Desde antes da eleição municipal, Lula era aconselhado a fazer ajustes em sua gestão, cuja avaliação positiva está estável, mas num nível próximo ao da avaliação negativa. Segundo pesquisa Datafolha divulgada em outubro, 36% aprovam o governo e 32% reprovam. Os números são parecidos aos de Bolsonaro durante o mesmo período de mandato. Antigos conselheiros do presidente alegam que a composição do ministério não reflete a frente ampla montada para derrotar o ex-presidente. Por isso, ponderam que o ideal seria Lula aumentar os espaços de aliados do centro, como forma de tentar oxigenar a equipe, fortalecer a base aliada no Congresso e amarrar as legendas do Centrão a sua eventual candidatura à reeleição. O desafio é convencer o mandatário, o PT e alguns aliados a fazerem essa e outras guinadas. O debate promete ser intenso. Tão intenso como ocorre nos principais dilemas do governo. Um deles, relacionado à agenda internacional, diz respeito à Venezuela. No ano passado, Lula fortaleceu o ditador Nicolás Maduro ao recebê-lo com pompa e circunstância em Brasília, quando a oposição no país vizinho já alertava para a possibilidade de fraude na eleição venezuelana deste ano. Com a fraude consumada, o governo brasileiro reagiu de forma cautelosa, sob a alegação de que precisava preservar seu papel de líder regional. Maduro continuou no poder sob aplausos do PT, e Lula seguiu com um desgaste tremendo no colo. Atacado depois por Maduro, reagiu tardiamente e vetou a entrada da Venezuela como parceira no Brics. A decisão deixou de lado a afinidade ideológica e finalmente levou em consideração a recomendação dos profissionais da chancelaria.

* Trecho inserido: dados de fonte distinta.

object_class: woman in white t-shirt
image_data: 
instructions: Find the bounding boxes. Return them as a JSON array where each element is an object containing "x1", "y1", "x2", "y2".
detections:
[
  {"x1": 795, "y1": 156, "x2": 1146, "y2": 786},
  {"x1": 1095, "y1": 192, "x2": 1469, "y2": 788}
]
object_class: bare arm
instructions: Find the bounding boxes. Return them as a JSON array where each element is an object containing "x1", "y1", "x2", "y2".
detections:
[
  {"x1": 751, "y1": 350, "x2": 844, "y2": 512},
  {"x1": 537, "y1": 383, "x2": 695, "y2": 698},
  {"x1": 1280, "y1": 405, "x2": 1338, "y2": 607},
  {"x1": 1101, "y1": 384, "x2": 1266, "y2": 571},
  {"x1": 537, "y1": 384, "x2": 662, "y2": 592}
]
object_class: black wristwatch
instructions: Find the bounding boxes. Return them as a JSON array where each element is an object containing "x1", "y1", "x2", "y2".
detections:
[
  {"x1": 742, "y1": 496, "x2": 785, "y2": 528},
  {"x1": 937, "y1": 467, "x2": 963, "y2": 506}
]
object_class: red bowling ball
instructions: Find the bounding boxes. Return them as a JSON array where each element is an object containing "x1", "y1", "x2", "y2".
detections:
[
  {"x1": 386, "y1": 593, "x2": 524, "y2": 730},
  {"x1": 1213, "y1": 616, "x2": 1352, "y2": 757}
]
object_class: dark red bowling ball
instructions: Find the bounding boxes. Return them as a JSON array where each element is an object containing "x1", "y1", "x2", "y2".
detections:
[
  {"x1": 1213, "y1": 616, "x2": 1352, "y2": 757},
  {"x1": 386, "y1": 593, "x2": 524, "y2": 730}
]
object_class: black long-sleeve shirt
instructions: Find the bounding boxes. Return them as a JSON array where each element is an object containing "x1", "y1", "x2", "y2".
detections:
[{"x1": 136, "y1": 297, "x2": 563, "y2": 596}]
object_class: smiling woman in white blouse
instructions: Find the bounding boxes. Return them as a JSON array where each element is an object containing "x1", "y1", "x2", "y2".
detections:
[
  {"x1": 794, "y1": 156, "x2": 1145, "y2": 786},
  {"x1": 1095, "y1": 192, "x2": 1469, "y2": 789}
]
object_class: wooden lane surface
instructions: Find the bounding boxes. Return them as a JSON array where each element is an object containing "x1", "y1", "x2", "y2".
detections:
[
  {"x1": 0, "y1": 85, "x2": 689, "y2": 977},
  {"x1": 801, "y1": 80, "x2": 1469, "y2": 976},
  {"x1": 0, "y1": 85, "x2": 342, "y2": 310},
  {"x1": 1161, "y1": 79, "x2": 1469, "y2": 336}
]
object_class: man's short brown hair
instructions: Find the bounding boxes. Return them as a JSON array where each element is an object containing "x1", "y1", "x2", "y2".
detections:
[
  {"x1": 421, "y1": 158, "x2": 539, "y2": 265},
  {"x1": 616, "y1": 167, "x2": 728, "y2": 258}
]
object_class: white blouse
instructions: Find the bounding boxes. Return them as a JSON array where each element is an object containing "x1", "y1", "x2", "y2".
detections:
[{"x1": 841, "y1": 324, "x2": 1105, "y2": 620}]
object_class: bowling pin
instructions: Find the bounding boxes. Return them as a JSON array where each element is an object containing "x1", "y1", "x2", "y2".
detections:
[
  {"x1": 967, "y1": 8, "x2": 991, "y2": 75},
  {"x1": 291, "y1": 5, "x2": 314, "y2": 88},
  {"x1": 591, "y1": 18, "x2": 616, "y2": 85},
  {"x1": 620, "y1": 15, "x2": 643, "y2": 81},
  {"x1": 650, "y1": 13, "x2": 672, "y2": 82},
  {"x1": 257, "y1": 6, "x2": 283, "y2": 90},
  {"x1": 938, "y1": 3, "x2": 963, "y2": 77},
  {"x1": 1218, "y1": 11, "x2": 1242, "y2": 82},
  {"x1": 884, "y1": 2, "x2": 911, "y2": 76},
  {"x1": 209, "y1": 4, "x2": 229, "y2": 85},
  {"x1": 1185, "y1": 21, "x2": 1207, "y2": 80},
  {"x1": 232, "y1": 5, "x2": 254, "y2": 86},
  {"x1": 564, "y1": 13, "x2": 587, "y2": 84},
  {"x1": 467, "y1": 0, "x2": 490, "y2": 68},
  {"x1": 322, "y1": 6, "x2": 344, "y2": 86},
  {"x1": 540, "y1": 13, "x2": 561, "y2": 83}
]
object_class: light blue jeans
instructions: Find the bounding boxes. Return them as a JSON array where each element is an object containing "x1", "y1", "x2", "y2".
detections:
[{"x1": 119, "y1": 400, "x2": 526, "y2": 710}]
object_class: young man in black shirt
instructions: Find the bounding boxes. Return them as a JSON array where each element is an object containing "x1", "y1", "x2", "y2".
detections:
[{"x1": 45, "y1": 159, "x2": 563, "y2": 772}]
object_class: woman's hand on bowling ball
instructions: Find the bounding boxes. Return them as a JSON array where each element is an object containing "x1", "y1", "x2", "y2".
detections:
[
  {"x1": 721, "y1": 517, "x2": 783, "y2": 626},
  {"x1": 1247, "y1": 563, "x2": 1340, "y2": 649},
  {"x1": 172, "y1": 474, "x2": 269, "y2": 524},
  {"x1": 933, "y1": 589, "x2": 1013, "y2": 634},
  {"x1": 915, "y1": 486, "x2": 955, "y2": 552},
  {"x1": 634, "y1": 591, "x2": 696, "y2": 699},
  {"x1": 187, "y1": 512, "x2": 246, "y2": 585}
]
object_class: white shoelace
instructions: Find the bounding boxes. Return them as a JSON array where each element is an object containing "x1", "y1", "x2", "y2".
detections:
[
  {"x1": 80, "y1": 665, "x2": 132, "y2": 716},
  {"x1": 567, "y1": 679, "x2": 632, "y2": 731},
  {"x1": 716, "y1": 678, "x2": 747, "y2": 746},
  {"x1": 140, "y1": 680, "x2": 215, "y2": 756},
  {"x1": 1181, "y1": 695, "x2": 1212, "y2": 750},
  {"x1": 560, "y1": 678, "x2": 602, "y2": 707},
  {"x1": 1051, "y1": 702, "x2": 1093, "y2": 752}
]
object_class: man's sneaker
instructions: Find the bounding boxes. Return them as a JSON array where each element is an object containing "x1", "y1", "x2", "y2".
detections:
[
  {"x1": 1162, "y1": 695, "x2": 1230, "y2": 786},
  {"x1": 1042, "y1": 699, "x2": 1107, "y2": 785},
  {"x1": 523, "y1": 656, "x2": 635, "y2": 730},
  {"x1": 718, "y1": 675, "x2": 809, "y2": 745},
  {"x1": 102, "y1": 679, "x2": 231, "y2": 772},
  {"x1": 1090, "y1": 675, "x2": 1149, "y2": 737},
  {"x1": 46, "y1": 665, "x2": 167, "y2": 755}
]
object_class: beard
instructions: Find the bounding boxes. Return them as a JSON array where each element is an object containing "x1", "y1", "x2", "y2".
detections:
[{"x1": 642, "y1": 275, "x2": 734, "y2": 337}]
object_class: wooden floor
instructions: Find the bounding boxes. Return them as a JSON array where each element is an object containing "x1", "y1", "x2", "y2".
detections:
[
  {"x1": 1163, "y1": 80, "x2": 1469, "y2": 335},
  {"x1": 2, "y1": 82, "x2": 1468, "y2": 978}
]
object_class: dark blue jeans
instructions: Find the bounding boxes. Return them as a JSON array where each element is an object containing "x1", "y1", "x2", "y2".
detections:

A dubiedade do presidente se estende para outros campos, alguns deles minados. Com quase dois anos de mandato, Lula ainda não decidiu o nível de comprometimento que tem com o equilíbrio das contas públicas. Com a escalada recente do dólar, ele decidiu abraçar o plano dos ministros da Fazenda, Fernando Haddad, e do Planejamento, Simone Tebet, desenhado para conter a expansão das despesas obrigatórias e da dívida pública. A questão agora é ver a sua dimensão (leia a matéria na pág. 48) e execução. Há dúvida sobre qual caminho seguir, que medidas adotar, com que intensidade — e não apenas na área econômica. Experiente e habilidoso, o presidente ensaia uma reação num momento em que a esquerda enfrenta desgaste — e a direita e os conservadores ganham terreno. A situação, que já era complicada, tornou-se ainda mais desafiadora com a vitória de Donald Trump na eleição americana. A lista de adversários de Lula em 2026 deu uma encorpada considerável. Dependendo do desgaste, simples retoques podem ser insuficientes para recuperar um quadro que já foi luminoso.